Once you trust the treatment, reuse it for single-shot inference:

payload = experiment.apply(candidate)
print("Prediction payload:", payload)

apply() runs the same pipeline (plugins included) exactly once. Use it in production code or serve it behind an API.

  • Store the treatment parameters (e.g., serialise candidate or the config delta) alongside the model release.
  • Update your folder-based experiment (config.yaml) to include the new treatment so teammates can reproduce the validation run from the CLI.
  • Consider writing an ADR if the optimisation introduced architectural changes.

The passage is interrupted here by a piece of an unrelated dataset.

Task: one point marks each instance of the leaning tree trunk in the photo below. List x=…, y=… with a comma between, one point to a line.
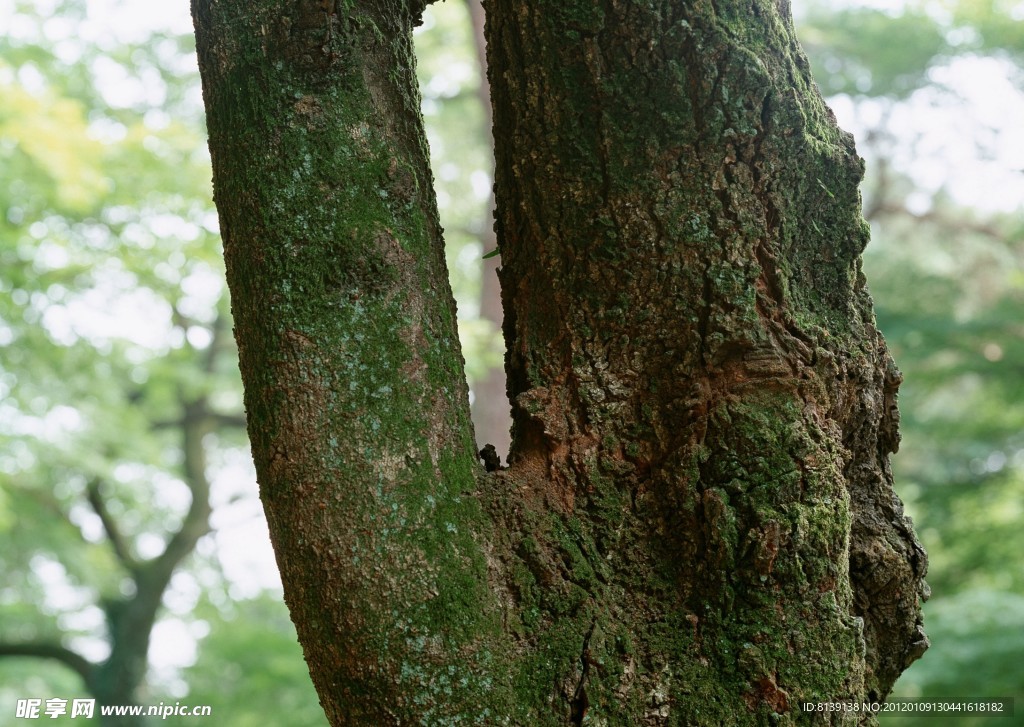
x=697, y=526
x=354, y=392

The CLI focuses on validation and manual runs. A common pattern:

  1. Run optimisation from Python to generate a treatment.
  2. Update config.yaml with that treatment under treatments:.
  3. Use the run screen to verify results, toggle caching, and inspect artifacts.
  4. Record notes directly from the summary tab (copy links to metrics/artifacts).

This workflow keeps exploration scriptable while still benefiting from Crystallize’s live monitoring and provenance capture.